Published in Proceedings of the Workshop “Language resources and technologies for processing and linking historical documents and archives” at LREC 2014, 2014

Recommended citation: Elaine Uí Dhonnchadha, Kevin Scannell, Ruairí Ó hUiginn, Eilís Ní Mhearraí, Máire Nic Mhaoláin, Brian Ó Raghallaigh, Gregory Toner, Séamus Mac Mathúna, Déirdre D’Auria, Eithne Ní Ghallchobhair, and Niall O’Leary. Corpas na Gaeilge (1882–1926): Integrating Historical and Modern Irish Texts. In Kristín Bjarnadóttir, Mathew Driscoll, et al., editors, Language Resources and Technologies for Processing and Linking Historical Documents and Archives – Deploying Linked Open Data in Cultural Heritage, pages 12–18, 2014.
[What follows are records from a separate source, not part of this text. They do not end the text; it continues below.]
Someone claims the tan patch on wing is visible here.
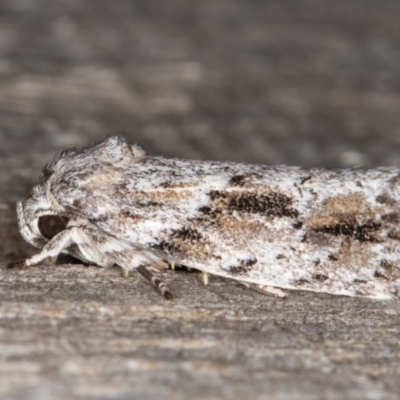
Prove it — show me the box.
[335,237,374,269]
[139,189,195,202]
[307,194,368,227]
[212,214,273,238]
[303,194,400,284]
[324,193,366,213]
[84,169,124,188]
[305,194,384,242]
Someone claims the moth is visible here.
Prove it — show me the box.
[6,136,400,300]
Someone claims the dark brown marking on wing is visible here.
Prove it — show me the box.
[198,206,212,214]
[136,200,162,208]
[119,210,142,222]
[229,175,247,186]
[152,241,182,255]
[226,257,257,276]
[380,260,393,270]
[312,273,329,282]
[73,198,83,208]
[373,260,400,281]
[354,278,367,284]
[197,206,220,221]
[376,193,397,206]
[382,213,400,224]
[312,219,381,242]
[387,229,400,240]
[292,221,303,229]
[208,190,299,218]
[158,181,193,189]
[295,278,310,285]
[228,265,251,276]
[299,176,312,185]
[374,270,389,280]
[171,227,202,242]
[244,257,257,266]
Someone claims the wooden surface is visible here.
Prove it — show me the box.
[1,0,400,399]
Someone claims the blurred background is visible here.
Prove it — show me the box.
[1,0,400,179]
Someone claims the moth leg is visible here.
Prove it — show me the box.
[239,281,288,298]
[137,265,173,300]
[202,271,209,285]
[7,228,76,269]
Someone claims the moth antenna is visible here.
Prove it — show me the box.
[137,265,173,300]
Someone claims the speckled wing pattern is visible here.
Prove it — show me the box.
[14,137,400,299]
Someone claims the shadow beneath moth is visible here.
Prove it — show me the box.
[6,136,400,300]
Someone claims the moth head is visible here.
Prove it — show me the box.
[17,182,80,248]
[17,135,146,249]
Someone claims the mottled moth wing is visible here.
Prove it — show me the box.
[14,136,400,299]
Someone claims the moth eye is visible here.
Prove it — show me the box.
[38,215,69,239]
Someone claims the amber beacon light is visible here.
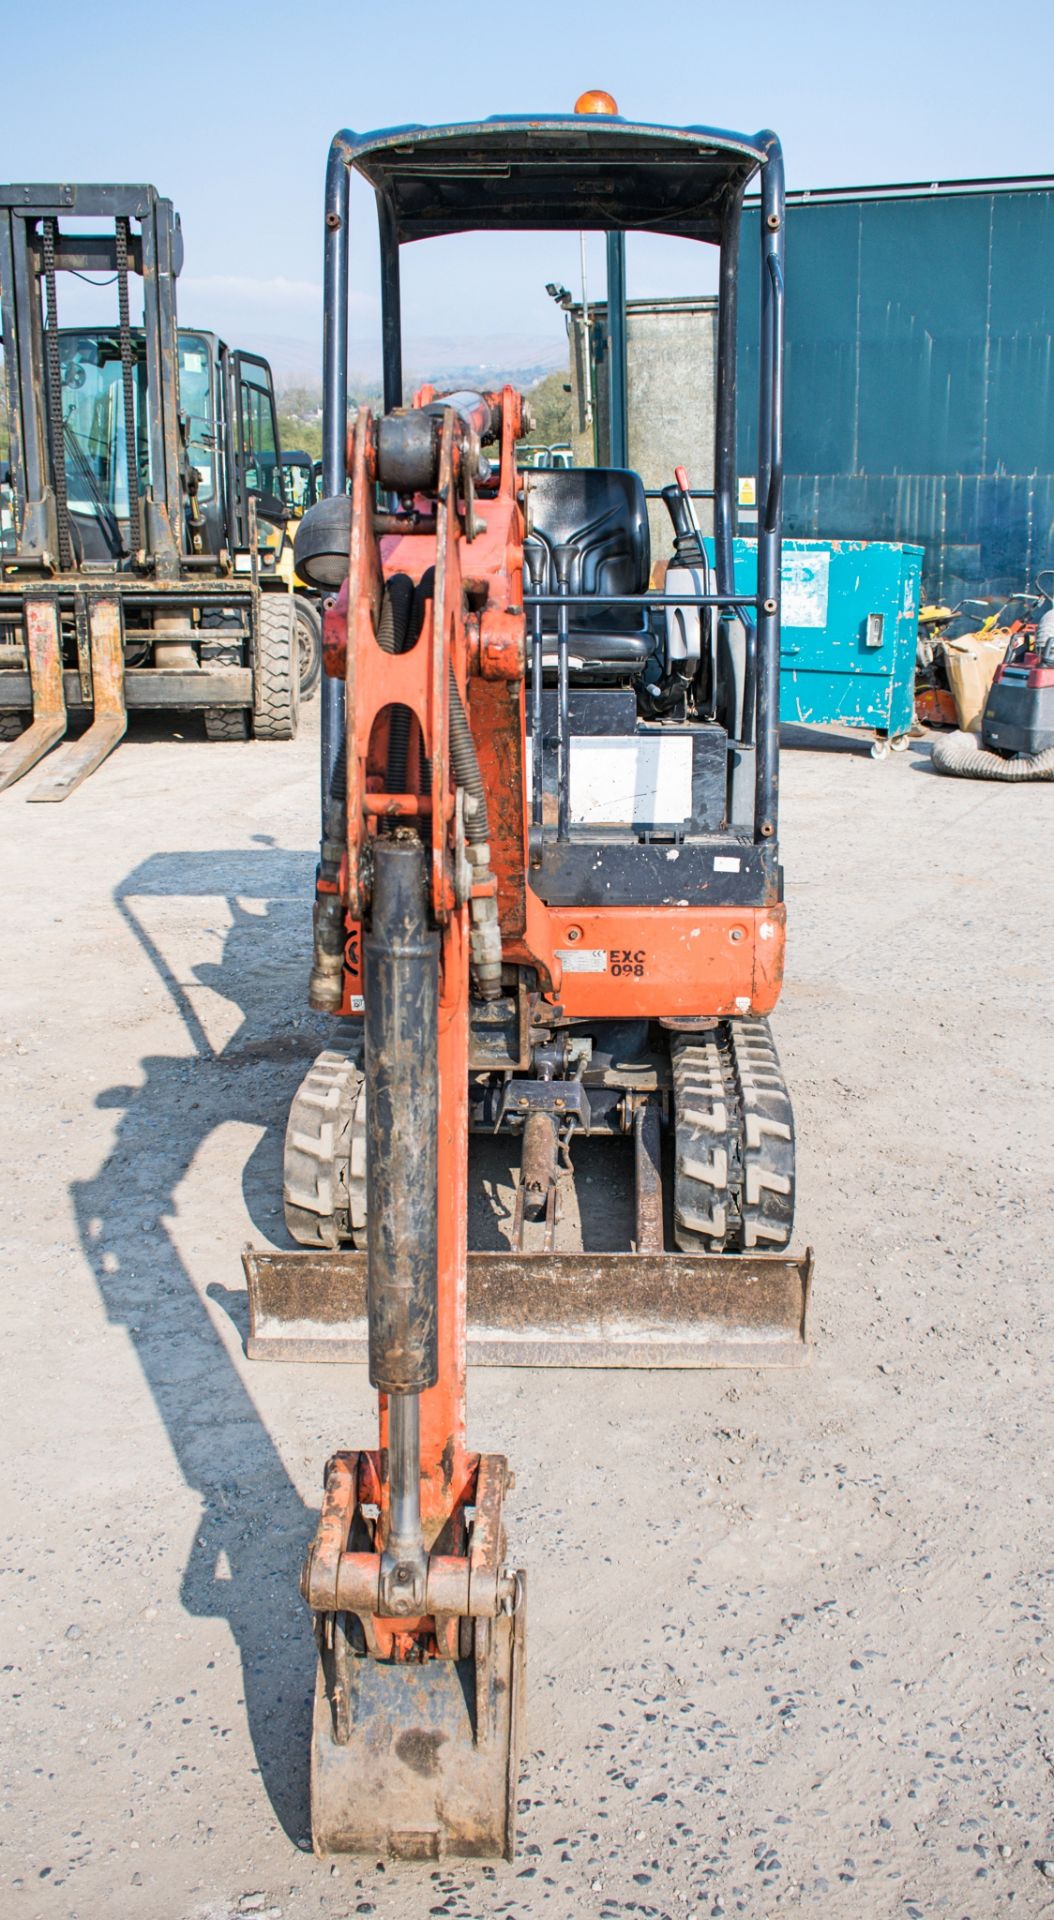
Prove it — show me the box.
[574,89,619,115]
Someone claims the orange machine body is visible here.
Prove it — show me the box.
[318,388,787,1588]
[323,397,786,1038]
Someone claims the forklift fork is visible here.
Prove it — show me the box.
[29,596,127,802]
[0,598,67,792]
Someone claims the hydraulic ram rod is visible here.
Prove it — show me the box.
[364,833,440,1396]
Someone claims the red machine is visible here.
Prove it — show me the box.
[245,103,810,1860]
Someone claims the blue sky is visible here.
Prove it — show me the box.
[9,0,1054,381]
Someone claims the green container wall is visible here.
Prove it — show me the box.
[738,184,1054,604]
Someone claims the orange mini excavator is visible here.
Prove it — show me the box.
[244,100,810,1860]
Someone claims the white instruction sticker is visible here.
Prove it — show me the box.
[781,549,830,628]
[570,735,693,826]
[714,855,741,872]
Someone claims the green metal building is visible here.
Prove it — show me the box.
[738,175,1054,604]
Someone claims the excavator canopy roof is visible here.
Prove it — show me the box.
[334,116,773,244]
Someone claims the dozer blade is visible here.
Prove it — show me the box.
[311,1597,525,1860]
[243,1246,812,1368]
[29,597,126,801]
[0,599,67,791]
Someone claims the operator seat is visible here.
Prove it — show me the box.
[524,467,654,669]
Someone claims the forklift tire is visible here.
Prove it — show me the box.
[204,709,250,741]
[294,595,322,700]
[201,611,251,741]
[253,596,300,740]
[0,713,25,742]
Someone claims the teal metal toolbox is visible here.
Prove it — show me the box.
[709,537,924,753]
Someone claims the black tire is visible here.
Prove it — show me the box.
[0,713,25,742]
[204,707,250,741]
[253,595,299,740]
[294,595,322,700]
[201,610,250,741]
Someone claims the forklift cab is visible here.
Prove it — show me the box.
[50,326,285,565]
[281,449,320,517]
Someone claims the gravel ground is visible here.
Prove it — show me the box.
[1,702,1052,1920]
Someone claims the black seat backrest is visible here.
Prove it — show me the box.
[526,468,650,597]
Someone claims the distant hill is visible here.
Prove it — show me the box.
[253,328,566,391]
[278,357,572,463]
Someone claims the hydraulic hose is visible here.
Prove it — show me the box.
[931,731,1054,781]
[374,565,499,993]
[375,573,415,791]
[448,671,489,843]
[401,567,488,842]
[309,711,350,1013]
[448,663,500,994]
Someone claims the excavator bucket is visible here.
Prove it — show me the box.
[243,1244,811,1369]
[310,1563,525,1859]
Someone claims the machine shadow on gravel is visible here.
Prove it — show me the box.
[70,837,328,1844]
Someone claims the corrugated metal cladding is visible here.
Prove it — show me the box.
[738,183,1054,602]
[567,297,718,560]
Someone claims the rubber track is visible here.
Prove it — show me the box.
[731,1019,795,1247]
[283,1048,366,1249]
[672,1018,795,1253]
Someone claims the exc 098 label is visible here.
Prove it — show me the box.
[609,948,646,978]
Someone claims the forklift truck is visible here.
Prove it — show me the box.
[0,184,299,798]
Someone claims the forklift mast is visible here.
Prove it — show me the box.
[0,184,185,578]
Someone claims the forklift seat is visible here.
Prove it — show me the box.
[525,467,654,667]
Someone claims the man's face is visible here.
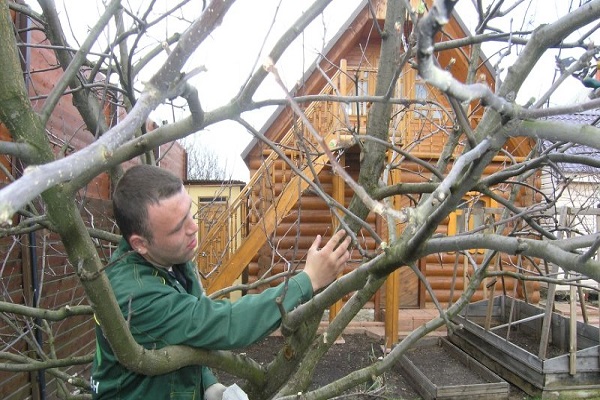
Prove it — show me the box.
[136,188,199,267]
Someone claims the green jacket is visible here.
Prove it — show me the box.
[91,239,313,399]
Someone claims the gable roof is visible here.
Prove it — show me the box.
[241,0,372,161]
[241,0,496,162]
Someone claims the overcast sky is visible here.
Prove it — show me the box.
[28,0,600,181]
[172,0,363,181]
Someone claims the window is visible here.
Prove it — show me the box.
[413,82,442,119]
[348,71,370,116]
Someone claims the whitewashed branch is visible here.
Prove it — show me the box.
[0,1,234,224]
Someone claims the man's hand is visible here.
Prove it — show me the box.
[303,230,352,292]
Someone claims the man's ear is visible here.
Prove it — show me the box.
[129,234,149,255]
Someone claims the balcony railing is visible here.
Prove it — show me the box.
[197,66,352,292]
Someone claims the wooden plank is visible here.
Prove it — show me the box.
[539,274,557,359]
[399,337,509,399]
[544,346,600,373]
[201,65,351,293]
[484,279,496,330]
[453,313,545,372]
[384,269,400,348]
[449,330,545,396]
[570,281,577,375]
[578,285,589,324]
[399,349,437,400]
[329,155,345,322]
[578,323,600,347]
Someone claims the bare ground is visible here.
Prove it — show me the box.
[217,333,532,399]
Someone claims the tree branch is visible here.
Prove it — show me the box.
[425,233,600,281]
[38,0,121,124]
[0,0,224,224]
[0,302,92,321]
[0,351,92,372]
[0,140,37,164]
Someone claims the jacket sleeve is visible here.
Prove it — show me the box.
[201,366,218,390]
[112,266,313,350]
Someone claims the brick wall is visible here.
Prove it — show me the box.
[0,7,188,398]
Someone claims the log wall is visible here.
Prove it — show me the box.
[244,144,540,309]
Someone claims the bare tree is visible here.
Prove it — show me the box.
[180,138,229,180]
[1,0,600,399]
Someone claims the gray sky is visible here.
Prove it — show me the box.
[169,0,362,181]
[29,0,600,181]
[177,0,600,181]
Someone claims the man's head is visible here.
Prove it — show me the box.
[113,165,199,267]
[113,164,183,241]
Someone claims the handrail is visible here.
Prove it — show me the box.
[196,67,351,291]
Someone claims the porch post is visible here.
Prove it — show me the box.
[385,269,400,348]
[329,155,346,322]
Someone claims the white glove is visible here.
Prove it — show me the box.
[204,383,227,400]
[222,384,249,400]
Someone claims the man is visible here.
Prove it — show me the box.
[91,164,351,399]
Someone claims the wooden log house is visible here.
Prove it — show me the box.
[196,0,540,342]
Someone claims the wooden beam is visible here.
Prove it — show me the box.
[385,269,400,349]
[484,279,496,331]
[329,155,345,322]
[569,280,577,375]
[538,281,556,359]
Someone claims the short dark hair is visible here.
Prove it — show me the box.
[112,165,183,242]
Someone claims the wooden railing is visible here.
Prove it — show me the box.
[196,59,469,293]
[197,68,353,293]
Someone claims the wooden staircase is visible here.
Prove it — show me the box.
[196,71,355,294]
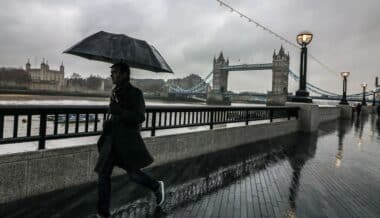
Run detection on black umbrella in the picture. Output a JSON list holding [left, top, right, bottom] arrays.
[[63, 31, 173, 73]]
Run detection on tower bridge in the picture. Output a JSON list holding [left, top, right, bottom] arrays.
[[166, 47, 378, 105], [216, 63, 273, 71], [207, 46, 289, 105]]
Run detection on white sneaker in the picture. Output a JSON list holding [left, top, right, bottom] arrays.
[[155, 181, 165, 206]]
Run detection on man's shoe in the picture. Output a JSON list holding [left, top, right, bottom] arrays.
[[96, 213, 110, 218], [155, 181, 165, 206], [96, 210, 111, 218]]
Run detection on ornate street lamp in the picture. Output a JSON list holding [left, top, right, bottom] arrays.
[[372, 88, 376, 106], [339, 72, 350, 105], [361, 83, 367, 106], [292, 31, 313, 103]]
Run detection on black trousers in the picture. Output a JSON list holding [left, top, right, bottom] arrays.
[[97, 154, 159, 215]]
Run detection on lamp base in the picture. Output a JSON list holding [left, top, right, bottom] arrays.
[[291, 90, 312, 103], [291, 96, 313, 103], [295, 90, 310, 97], [339, 99, 349, 105]]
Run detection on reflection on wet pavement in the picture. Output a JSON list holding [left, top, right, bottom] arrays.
[[1, 114, 380, 217]]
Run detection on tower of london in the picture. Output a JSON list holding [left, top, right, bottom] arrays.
[[25, 59, 65, 91]]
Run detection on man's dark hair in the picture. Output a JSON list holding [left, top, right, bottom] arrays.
[[111, 63, 130, 79]]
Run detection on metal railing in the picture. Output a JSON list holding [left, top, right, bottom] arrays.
[[0, 105, 298, 149]]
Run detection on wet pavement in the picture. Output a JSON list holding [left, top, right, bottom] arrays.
[[1, 114, 380, 217]]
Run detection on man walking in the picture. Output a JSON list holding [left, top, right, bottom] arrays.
[[95, 63, 165, 217]]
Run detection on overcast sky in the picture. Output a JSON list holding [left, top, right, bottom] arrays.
[[1, 0, 379, 94]]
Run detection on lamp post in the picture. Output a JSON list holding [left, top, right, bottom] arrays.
[[372, 89, 376, 106], [292, 31, 313, 103], [339, 72, 350, 105], [361, 83, 367, 106]]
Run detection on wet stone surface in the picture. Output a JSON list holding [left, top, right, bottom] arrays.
[[1, 114, 380, 217]]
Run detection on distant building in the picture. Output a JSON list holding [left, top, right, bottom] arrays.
[[25, 59, 65, 91], [64, 73, 105, 93], [0, 68, 31, 89], [131, 79, 166, 93]]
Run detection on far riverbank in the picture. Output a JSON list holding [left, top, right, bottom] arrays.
[[0, 94, 216, 106]]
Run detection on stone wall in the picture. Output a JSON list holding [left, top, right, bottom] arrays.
[[266, 92, 287, 106], [318, 106, 341, 123], [0, 119, 299, 204]]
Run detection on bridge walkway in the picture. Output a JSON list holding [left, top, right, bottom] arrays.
[[1, 114, 380, 217]]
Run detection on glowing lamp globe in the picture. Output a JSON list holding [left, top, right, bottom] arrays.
[[296, 31, 313, 46], [340, 72, 350, 78]]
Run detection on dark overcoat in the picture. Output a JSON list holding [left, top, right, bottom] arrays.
[[95, 79, 153, 173]]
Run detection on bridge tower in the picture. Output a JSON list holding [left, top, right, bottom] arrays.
[[207, 52, 231, 105], [267, 46, 290, 106]]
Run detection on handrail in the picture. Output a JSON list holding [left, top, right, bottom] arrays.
[[0, 105, 299, 149]]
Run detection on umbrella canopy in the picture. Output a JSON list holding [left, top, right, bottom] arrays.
[[63, 31, 173, 73]]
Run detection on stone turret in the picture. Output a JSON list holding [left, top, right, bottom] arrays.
[[25, 59, 31, 71], [207, 51, 231, 105], [60, 62, 64, 73], [212, 51, 229, 92], [273, 45, 290, 62], [216, 51, 225, 63], [45, 60, 49, 71], [267, 45, 290, 106], [38, 58, 53, 71], [40, 59, 45, 70]]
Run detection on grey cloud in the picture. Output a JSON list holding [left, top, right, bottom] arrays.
[[0, 0, 379, 94]]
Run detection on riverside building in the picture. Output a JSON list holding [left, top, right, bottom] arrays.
[[25, 59, 65, 91]]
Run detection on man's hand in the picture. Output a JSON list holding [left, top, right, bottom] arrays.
[[109, 103, 123, 115]]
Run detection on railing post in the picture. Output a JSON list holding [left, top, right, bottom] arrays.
[[27, 114, 32, 137], [75, 113, 80, 133], [65, 114, 69, 134], [151, 111, 156, 136], [94, 114, 98, 132], [245, 109, 249, 125], [210, 110, 214, 130], [0, 114, 3, 139], [85, 113, 89, 132], [270, 109, 273, 123], [13, 115, 18, 138], [39, 113, 47, 150]]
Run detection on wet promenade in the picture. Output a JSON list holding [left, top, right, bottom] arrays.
[[1, 114, 380, 217]]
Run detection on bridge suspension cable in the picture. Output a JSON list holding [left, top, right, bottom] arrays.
[[167, 71, 213, 93], [289, 69, 373, 97], [215, 0, 340, 77], [288, 70, 340, 96]]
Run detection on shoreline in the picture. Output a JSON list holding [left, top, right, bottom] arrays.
[[0, 94, 264, 106], [0, 94, 109, 101], [0, 94, 214, 105]]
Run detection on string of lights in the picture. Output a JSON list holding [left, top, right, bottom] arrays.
[[216, 0, 340, 77]]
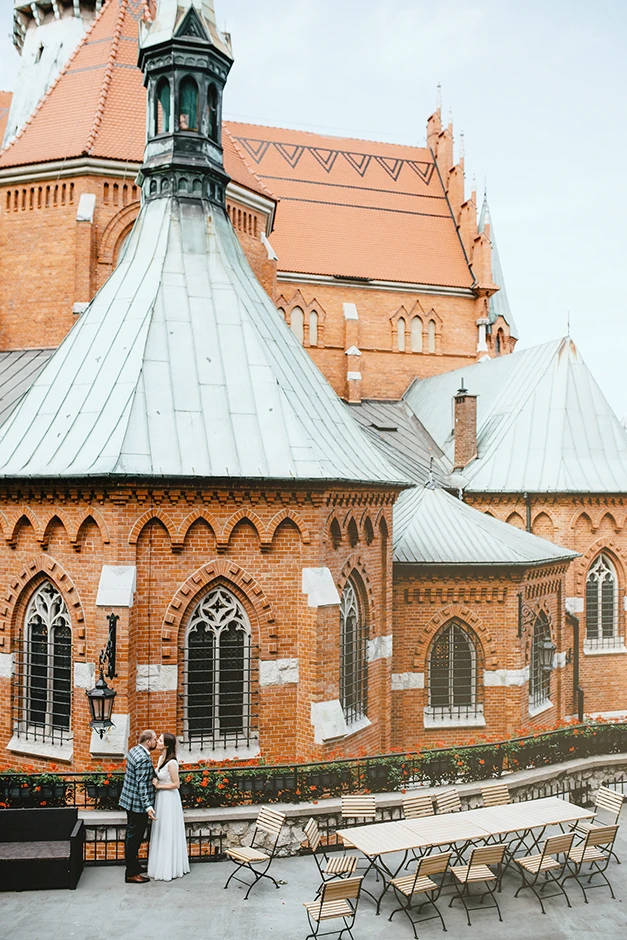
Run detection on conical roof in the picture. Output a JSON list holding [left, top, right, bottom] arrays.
[[0, 196, 406, 484], [478, 196, 518, 338], [394, 483, 578, 566]]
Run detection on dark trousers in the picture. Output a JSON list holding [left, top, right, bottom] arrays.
[[125, 810, 148, 876]]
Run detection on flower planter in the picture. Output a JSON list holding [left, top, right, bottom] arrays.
[[251, 777, 267, 794], [366, 765, 390, 789], [271, 774, 297, 792]]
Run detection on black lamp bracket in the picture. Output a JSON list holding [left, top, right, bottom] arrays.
[[101, 612, 119, 680]]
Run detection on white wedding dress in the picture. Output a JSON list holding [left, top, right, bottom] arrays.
[[147, 759, 190, 881]]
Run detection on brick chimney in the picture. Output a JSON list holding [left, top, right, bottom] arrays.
[[453, 381, 478, 469]]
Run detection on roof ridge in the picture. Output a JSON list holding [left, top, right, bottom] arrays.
[[225, 120, 432, 155], [222, 126, 275, 199], [85, 0, 129, 155], [0, 0, 109, 157]]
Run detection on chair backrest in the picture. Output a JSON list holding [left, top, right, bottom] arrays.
[[416, 851, 451, 878], [544, 832, 575, 857], [585, 824, 619, 849], [321, 876, 363, 904], [481, 783, 511, 807], [435, 788, 461, 814], [304, 817, 321, 853], [469, 844, 506, 868], [254, 807, 285, 849], [402, 794, 434, 819], [341, 794, 376, 820], [0, 807, 78, 842], [595, 786, 624, 824]]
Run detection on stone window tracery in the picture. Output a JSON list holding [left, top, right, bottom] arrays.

Abstract: This paper describes the processing of a corpus of seven million words of Irish texts from the period 1882–1926. The texts which have been captured by typing or optical character recognition are processed for the purpose of lexicography. Firstly, all historical and dialectal word forms are annotated with their modern standard equivalents using software developed for this purpose. Then, using the modern standard annotations, the texts are processed using an existing finite-state morphological analyser and part-of-speech tagger. This method enables us to retain the original historical text, and at the same time have full corpus-searching capabilities using modern lemmas and inflected forms (one can also use the historical forms). It also makes use of existing NLP tools for modern Irish, and enables integration of historical and modern Irish corpora.